The synthetic data generator supports both intra-table (column-to-column) and inter-table dependencies, allowing you to create realistic data relationships.

Intra-table Dependencies (Column Dependencies)

Generate columns that depend on other columns within the same table using reference mappings.

Basic Example

columns:
  - name: "department"
    data_type: "string"
    nullable: false
    faker_function: "random_element"
    faker_options:
      elements: ["Engineering", "Sales", "Marketing"]

  - name: "job_level"
    data_type: "string"
    nullable: false
    depends_on: "department"
    reference_mapping:
      "Engineering": ["Senior Engineer", "Engineer", "Junior Engineer"]
      "Sales": ["Sales Manager", "Account Executive", "Sales Representative"]
      "Marketing": ["Marketing Director", "Marketing Manager", "Content Specialist"]

Inter-table Dependencies (Reference Tables)

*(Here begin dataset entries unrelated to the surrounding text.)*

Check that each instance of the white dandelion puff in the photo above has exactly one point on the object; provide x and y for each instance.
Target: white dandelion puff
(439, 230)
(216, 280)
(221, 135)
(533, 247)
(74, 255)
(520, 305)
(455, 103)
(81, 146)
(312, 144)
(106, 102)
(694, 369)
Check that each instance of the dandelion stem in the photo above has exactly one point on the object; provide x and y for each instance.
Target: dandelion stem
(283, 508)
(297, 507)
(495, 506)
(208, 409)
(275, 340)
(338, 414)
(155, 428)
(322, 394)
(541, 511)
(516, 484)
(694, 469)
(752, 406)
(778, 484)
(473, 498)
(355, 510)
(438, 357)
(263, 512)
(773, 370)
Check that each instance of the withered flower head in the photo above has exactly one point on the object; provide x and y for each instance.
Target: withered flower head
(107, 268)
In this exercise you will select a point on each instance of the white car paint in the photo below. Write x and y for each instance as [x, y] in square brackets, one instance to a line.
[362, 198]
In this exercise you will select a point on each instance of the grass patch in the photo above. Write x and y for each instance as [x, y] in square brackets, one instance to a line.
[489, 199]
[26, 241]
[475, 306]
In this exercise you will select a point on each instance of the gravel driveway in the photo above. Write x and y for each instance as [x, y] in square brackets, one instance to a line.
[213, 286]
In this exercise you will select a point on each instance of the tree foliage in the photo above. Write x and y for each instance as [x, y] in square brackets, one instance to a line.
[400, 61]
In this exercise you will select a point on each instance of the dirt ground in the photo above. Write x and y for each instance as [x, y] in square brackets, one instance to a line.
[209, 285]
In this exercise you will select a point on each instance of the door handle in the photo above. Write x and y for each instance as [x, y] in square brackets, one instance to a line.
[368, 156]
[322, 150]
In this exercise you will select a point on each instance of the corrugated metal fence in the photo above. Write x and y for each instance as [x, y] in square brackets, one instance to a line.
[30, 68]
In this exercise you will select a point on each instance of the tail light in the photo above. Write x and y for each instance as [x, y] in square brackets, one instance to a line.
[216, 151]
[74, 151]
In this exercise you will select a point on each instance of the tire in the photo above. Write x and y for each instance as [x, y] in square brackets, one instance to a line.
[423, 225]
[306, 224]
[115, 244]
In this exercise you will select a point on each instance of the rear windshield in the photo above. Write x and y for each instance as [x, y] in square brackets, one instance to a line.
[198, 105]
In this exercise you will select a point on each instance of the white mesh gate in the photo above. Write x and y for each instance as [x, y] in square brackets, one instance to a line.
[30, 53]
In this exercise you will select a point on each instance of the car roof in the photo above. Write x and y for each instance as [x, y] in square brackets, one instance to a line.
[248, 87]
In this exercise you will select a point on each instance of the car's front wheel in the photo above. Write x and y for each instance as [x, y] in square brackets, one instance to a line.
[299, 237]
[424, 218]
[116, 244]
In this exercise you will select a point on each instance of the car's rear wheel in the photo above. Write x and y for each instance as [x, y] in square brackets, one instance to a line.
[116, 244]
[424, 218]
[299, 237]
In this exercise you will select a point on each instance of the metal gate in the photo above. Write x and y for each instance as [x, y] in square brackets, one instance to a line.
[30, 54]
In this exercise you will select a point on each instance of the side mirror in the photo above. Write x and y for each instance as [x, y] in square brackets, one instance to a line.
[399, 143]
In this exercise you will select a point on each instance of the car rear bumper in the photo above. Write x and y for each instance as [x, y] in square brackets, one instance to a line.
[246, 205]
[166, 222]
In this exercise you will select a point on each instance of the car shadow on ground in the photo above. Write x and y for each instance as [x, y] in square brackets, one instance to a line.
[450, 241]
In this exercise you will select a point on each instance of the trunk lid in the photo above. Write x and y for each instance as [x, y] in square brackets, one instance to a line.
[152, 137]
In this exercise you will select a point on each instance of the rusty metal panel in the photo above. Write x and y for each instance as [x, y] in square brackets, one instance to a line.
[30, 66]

Reference external tables for data values, enabling complex multi-table relationships.

Basic Reference Table

columns:
  - name: "country_code"
    data_type: "string"
    nullable: false
    reference_table:
      catalog: "reference_data"
      schema: "geographic"
      table: "countries"
      key_column: "code"

Dependent Reference Table

columns:
  - name: "country_code"
    data_type: "string"
    nullable: false
    reference_table:
      catalog: "reference_data"
      schema: "geographic"
      table: "countries"
      key_column: "code"

  - name: "city_name"
    data_type: "string"
    nullable: false
    depends_on: "country_code"
    reference_table:
      catalog: "reference_data"
      schema: "geographic"
      table: "cities"
      key_column: "name"  # Will filter cities where country_code matches parent value

Validation Rules

  • Dependent columns cannot be nullable
  • Parent columns must exist and be defined before dependent columns
  • Circular dependencies are detected and prevented (break after max depth of 10)
  • Either reference_mapping or reference_table is required for dependent columns
  • Cannot specify both reference_mapping and reference_table for the same column

Table Generation Order

When processing multiple configuration files, tables are automatically sorted by dependencies to ensure referenced tables exist before dependent tables are generated.